Anyway, I briefly considered reporting the company for its hiring practices but the Mexicans (it’s not a pejorative, many of them were literally Mexican citizens and some were in various stages of green card acquisition) were nice enough and the guy who wouldn’t let me hold the saw right was a white guy. The owner changed his mind a day later but I ended up quitting after my car needed a new transmission and I was better off moving closer to the university I was attending while it was fixed.

It seems one of this laws effects is to protect the employers of illegal aliens (ooo I used the term) from being found out and prosecuted. The owner literally gave his head carpenter time off to go across the country to California to pick up his green card when it was finally issued. He had to travel across the country because that’s where the immigration people thought he was and he didn’t want to dispel the myth. (That means it was not legal to hire him and the owner knew it, but he was a good carpenter from Mexico.)
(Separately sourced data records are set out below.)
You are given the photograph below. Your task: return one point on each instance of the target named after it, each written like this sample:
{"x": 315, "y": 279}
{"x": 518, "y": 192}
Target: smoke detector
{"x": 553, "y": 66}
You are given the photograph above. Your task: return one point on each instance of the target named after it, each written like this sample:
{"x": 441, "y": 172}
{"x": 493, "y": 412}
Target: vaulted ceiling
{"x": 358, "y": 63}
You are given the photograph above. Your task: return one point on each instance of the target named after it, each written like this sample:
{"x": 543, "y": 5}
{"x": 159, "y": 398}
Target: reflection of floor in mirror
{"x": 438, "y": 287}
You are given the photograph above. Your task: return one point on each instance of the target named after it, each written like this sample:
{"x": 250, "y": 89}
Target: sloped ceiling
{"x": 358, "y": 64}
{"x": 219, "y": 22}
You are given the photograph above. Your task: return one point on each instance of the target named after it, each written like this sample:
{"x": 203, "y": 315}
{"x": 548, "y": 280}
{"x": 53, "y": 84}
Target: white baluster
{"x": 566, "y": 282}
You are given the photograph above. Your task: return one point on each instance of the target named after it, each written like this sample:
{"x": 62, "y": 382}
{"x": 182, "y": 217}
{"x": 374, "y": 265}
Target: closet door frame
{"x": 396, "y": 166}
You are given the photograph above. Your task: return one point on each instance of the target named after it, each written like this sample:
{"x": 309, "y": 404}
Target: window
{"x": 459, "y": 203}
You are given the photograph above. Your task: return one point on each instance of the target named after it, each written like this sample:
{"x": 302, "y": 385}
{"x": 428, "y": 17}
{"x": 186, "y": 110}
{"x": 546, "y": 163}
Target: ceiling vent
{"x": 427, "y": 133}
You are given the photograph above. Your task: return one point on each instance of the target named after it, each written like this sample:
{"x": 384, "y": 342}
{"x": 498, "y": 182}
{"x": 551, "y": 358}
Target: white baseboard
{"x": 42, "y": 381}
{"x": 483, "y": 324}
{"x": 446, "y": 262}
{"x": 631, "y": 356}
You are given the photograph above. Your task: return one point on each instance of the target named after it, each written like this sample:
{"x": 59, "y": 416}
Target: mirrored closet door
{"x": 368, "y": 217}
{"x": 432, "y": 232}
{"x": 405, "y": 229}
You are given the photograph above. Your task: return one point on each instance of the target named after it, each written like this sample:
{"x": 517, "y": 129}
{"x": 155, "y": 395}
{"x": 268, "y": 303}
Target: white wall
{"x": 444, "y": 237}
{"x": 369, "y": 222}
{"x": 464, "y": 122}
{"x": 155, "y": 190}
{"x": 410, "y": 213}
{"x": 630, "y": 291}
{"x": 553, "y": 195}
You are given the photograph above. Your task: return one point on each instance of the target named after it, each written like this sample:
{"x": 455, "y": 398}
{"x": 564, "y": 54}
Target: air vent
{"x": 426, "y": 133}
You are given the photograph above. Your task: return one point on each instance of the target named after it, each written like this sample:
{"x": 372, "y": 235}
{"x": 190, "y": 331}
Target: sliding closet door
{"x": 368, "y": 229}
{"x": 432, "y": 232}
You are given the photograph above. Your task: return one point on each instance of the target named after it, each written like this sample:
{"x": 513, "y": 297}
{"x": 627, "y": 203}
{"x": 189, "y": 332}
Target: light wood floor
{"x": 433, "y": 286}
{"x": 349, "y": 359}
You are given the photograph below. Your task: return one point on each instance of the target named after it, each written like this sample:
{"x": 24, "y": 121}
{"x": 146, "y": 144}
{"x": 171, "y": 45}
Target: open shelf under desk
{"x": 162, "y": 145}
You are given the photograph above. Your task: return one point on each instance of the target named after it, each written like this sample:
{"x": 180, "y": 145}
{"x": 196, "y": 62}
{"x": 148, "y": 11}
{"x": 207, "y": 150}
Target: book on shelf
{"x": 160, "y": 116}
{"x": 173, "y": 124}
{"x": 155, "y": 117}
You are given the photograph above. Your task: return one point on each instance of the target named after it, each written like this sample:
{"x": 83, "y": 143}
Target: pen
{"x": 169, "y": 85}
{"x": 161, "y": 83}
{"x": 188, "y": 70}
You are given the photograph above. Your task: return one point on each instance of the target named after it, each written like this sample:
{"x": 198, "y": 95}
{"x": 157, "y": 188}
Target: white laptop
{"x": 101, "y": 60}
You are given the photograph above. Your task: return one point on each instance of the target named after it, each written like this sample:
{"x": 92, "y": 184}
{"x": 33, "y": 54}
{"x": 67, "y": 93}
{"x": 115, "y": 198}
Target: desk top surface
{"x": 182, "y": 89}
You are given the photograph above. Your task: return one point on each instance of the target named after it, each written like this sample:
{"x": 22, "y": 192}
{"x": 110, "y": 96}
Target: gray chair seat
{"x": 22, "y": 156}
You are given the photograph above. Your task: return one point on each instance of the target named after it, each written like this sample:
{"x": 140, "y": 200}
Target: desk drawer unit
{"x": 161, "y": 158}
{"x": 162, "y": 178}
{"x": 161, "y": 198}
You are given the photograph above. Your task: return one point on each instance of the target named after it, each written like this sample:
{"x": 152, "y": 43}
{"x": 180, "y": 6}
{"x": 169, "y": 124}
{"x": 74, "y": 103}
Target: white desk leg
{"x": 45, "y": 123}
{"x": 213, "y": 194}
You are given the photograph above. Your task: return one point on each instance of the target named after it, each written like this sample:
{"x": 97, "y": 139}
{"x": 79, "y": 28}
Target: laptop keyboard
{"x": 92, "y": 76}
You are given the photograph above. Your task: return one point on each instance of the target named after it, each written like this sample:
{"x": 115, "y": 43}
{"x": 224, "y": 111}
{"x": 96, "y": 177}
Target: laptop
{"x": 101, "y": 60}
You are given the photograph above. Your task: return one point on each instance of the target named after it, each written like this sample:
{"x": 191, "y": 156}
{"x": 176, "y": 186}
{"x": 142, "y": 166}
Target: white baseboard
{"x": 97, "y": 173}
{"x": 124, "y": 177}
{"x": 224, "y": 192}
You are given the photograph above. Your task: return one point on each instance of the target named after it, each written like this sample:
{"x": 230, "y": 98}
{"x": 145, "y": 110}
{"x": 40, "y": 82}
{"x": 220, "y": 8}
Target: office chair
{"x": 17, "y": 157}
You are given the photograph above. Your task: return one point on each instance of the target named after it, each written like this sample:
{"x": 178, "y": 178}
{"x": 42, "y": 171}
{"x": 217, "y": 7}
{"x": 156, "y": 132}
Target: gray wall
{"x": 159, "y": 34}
I haven’t read the text of the law but it seems designed to chill outrage at real and widespread law flouting whether I personally agree with the law or not.

A Guy says:

Re: Re: Re: Everyone is getting in the act

It’s not that big a leap. One: "illegal alien" is in the federal criminal code so they outlawed a legal term.

One of the California ballot initiative a*holes should try to get the word tax outlawed in California. That would be a pretty analogous situation to this.

Also, the right likes to use the term in their protests for real. I doubt it will survive any kind of judicial review.

A Guy says:

Re: Re: Re:2 Everyone is getting in the act

I guess a more analogous situation is outlawing gringo, yankee, or hillbilly. Only after those are introduced into the criminal code so you literally outlaw discussing the words of the law.

New York should outlaw the term yankee and gringo next for being pejoritive towards the majority of its population and see how that flies.

A Guy says:

Re: Re: Re:2 Everyone is getting in the act

Honestly, unless the criminal activity directly negatively impacts me personally or someone I know well and like I don’t care about any of it. (except murder where the victim can’t be construed as causing their own demise, intentionally causing suffering, or permanently harming children)

Anyway, I care not one bit about illegal immigration. I do not support it. I do not care if they stay or go. I do not care if its stopped. I actually have religious similarities with a lot of the source countries for the illegal immigration and love tacos/burritos/nachos ect so their culture isn’t really different enough to even cause me to be uncomfortable around them usually.

I could not tell the difference between a Canadian and a Minnesotan either. I have met both and their accents along with the rest of their mannerisms are too close for me to tell them apart. I also don’t care. Canadians and Minnesotan’s are so culturally similar that I don’t know how often they can tell each other apart.